NOTS Computing for Matching Entrepreneurs to VCs

From edegan.com
Jump to navigation Jump to search


Project
NOTS Computing for Matching Entrepreneurs to VCs
Project logo 02.png
Project Information
Has title NOTS Computing for Matching Entrepreneurs to VCs
Has owner Wei Wu
Has start date 2018-07-09
Has deadline date
Has keywords NOTS, Matlab
Has project status Active
Is dependent on Estimating Unobserved Complementarities between Entrepreneurs and Venture Capitalists Matlab Code, Parallelize msmf corr coeff.m
Has sponsor McNair Center
Has project output Tool, How-to
Copyright © 2019 edegan.com. All Rights Reserved.
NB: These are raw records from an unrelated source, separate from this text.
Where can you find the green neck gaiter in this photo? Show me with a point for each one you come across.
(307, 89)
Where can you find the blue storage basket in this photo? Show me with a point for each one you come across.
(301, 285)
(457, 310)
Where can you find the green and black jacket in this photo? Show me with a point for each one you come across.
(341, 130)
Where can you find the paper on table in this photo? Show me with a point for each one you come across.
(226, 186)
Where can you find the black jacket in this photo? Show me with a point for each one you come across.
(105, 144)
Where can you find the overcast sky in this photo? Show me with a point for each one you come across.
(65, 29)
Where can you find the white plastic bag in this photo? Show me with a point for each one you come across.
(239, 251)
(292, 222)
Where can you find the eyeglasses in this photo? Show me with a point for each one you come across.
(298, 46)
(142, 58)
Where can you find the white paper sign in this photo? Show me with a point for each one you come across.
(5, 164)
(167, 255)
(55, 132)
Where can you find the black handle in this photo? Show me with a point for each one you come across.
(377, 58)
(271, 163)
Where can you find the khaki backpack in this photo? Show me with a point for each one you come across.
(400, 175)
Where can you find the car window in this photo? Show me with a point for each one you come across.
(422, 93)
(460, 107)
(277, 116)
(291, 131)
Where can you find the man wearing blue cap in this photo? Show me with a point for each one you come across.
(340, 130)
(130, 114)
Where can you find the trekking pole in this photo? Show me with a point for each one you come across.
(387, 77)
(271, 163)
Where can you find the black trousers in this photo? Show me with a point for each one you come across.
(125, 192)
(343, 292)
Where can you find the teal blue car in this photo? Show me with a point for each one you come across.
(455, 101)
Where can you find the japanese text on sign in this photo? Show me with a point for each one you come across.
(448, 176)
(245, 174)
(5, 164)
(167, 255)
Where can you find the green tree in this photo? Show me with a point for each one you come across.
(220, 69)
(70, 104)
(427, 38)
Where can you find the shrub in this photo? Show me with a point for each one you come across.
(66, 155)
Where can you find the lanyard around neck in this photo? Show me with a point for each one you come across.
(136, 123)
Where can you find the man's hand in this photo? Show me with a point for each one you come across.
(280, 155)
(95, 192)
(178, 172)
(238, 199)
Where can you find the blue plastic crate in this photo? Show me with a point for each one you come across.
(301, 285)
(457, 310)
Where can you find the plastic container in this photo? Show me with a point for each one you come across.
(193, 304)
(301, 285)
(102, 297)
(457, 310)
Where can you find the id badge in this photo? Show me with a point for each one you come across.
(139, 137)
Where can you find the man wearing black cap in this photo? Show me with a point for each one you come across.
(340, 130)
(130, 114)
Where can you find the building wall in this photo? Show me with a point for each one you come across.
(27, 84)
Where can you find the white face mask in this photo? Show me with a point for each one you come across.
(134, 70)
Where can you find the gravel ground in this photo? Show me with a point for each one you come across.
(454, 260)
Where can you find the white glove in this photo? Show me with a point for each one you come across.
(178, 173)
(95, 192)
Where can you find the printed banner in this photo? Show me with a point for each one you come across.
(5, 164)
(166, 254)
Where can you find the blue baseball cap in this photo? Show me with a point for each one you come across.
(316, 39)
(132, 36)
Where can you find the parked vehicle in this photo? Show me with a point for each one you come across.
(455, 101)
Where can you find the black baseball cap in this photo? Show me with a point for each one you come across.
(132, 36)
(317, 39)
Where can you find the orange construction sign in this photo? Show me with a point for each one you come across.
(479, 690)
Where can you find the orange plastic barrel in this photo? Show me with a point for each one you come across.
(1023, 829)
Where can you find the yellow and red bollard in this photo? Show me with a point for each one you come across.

When in doubt, consult the full documentation by CRC: https://docs.rice.edu/confluence/display/CD/Getting+Started+on+NOTS

Synopsis

Summer 2018. We try to use NOTS (Night Owls Time-Sharing Service), a computing cluster of Rice's CRC (Center for Research Computing) to run the Matlab code for Matching Entrepreneurs to VCs. This is a documentation on how to use NOTS. Currently only Wei and Ed have access to NOTS.

Getting Started

SSH to NOTS with your net id. For example, from a Linux/UNIX machine:

ssh -Y (username)@nots.rice.edu

To check what software is available, type

module spider

To see what modules are loaded,

module list

Currently, Matlab 2015a is installed on NOTS. To load a software such as Matlab 2015a,

module load MATLAB/2015a

To load this module by default at login,

module save

To unload all the modules,

module purge

Files Placement

Currently all the readjusted code for matching entrepreneurs to VCs are stored under /projects/fox/work

Transferring files

We have access to some of the directories on NOTS. In most cases, we will either work within our $HOME directory (4 GB storage quota):

/home/*username*

or within $PROJECT under the group of Prof. Jeremy Fox (100 GB storage quota):

/projects/fox

To transfer some files from your local Linux/UNIX machine to NOTS, use the following Secure Copy command on your local terminal:

scp some_file.dat *.incl *.txt (your_login_name)@nots.rice.edu:

This will put the files into your $HOME directory on NOTS

Set up Matlab Parallel Computing Toolbox (PCT) on NOTS

Reference: https://docs.rice.edu/confluence/display/CD/Set+up+MATLAB+Parallel+Computing+Toolbox+from+a+cluster+login+node+on+DAVINCI

Setting Up Passwordless SSH (SSH Keys) on the Clusters (copied/modified from this)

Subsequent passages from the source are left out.